In Euripides’ Cyclops, Silenus and his satyr companions have been shipwrecked in the realm of Polyphemus and have become his slaves. 1 Odysseus lands there, meets Silenus, and, conversing with him, asks who inhabits the land:

Odysseus: Who occupies the area? A race of beasts? Silenus: Cyclopes. They live in caves, not roofed houses. Odysseus: Who is their leader? Or do they have a democracy? Silenus: They’re herdsmen. No one has any power over anyone else. Odysseus: Do they sow Demeter’s grain? Or what do they live on? Silenus: Milk and cheeses and meals [borai] of mutton. Odysseus: Do they have Dionysus’ drink, the liquid of the vine? Silenus: Not at all. For that reason, they live in a land without choruses. Odysseus: Are they hospitable, and do they treat strangers with respect? Silenus: They claim that strangers have the most delicious flesh. [End Page 179] Odysseus: What do you mean? They like meals [borai] of men they have killed? Silenus: Everyone who comes here has been eaten up.

(117–28)

Silenus has rapidly made clear the beastly level of Cyclopean gastronomy. The savagery of the Cyclopes’ diet is underlined by his diction: the LSJ tells us that the word translated twice here as “meals,” borai, is more appropriately used to describe food for animals than for people.

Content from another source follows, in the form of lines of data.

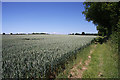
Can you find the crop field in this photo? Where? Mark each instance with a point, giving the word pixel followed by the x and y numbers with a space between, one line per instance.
pixel 34 55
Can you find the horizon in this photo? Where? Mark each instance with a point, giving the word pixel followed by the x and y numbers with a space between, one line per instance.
pixel 50 17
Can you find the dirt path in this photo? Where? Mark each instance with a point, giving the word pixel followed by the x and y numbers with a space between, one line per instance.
pixel 78 69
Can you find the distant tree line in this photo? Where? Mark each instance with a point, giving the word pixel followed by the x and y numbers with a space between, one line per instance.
pixel 83 33
pixel 25 33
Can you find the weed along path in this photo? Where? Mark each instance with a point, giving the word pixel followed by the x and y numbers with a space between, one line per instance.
pixel 95 61
pixel 78 69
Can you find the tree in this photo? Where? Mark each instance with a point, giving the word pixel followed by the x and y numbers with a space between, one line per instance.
pixel 83 33
pixel 3 33
pixel 105 15
pixel 10 33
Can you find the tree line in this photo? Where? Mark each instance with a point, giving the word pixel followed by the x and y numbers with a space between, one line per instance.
pixel 105 15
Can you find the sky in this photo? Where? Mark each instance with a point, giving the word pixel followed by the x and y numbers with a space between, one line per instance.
pixel 50 17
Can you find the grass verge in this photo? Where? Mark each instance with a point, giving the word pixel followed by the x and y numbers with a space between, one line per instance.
pixel 82 55
pixel 104 63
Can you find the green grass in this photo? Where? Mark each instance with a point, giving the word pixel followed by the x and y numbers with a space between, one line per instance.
pixel 82 55
pixel 104 63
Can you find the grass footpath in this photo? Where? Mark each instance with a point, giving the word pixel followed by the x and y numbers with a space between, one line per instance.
pixel 103 63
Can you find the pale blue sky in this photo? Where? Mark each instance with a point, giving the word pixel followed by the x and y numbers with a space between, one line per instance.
pixel 51 17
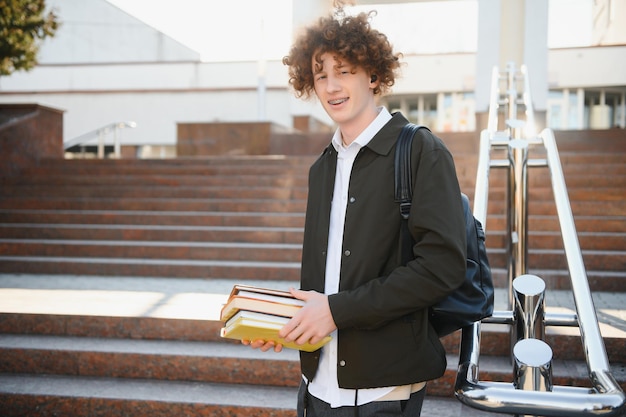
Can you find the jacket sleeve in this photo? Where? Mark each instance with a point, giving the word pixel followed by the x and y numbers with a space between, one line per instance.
pixel 437 224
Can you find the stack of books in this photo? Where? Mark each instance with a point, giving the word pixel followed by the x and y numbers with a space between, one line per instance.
pixel 254 313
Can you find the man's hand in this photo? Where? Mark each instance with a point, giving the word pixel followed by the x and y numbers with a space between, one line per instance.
pixel 313 322
pixel 263 345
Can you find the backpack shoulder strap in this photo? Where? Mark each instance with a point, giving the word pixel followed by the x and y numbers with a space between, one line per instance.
pixel 402 169
pixel 404 185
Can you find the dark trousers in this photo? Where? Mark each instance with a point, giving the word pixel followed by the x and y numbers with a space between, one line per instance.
pixel 401 408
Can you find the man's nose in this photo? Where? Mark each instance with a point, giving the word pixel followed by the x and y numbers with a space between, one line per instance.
pixel 332 83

Silenus also lets us know that the Cyclopes are herdsmen and, like atavistic throwbacks to a time before cereal culture, raise no grain. 2 They are so backward that they do not have even wine. One dire consequence of this is spelled out by Silenus: they have no choruses. Polyphemus himself later illustrates another: they totally lack sympotic sophistication (483–589). So great is their culinary degeneracy, that, in defiance of the accepted norms of hospitality, they eat strangers who visit their realm. Not only, however, do the Cyclopes lack the elements of a cultured cuisine, they also lack basic political institutions. They have no ruler, nor do they have a democracy: as Silenus says, “no one has any power over anyone else.” The lack of political institutions and of culinary development may at first seem like two independent elements of a culturally deprived life. This is not the case, however. We shall see that in early Greek culture there is a strong connection between eating and politics. Indeed, it will soon be apparent that the Cyclopes’ culinary and political deficiencies are closely related.

It is my hope to demonstrate this relationship. Emphasis will be placed on representations of eating in the Iliad and the Odyssey. It will then be shown how the patterns uncovered in Homeric texts lived on in later documents and institutions. It is impossible to know how accurately the life portrayed in the Homeric poems represents the historical conditions of any real society. 3 It may be true that the analysis of institutions [End Page 180] described in them is relevant only to an ideal world or to an aristocratic ideology. Such complex issues, however, may be avoided by merely analyzing certain aspects of eating as presented by Homer without thought of how well those aspects match the practice of any actual people. In the endeavor, of course, caution must be exercised not to expect too much of the data. Even if Homer’s narrative does represent some actual society, it is the nature of narrative to be selective, and it would therefore be inappropriate to try to extract from the poems either a comprehensive picture of foodways or any quantitative data about them. Nevertheless, it is impossible not to be struck by how consistent representations of eating in Homer are, and, moreover, not to acknowledge that patterns revealed in the Homeric representations had a long afterlife not only in later texts but even in social institutions.

Feasting and the Homeric Political Economy

On the shield of Achilles, a microcosm of the Iliadic world, is wrought a scene which reveals some political aspects of eating.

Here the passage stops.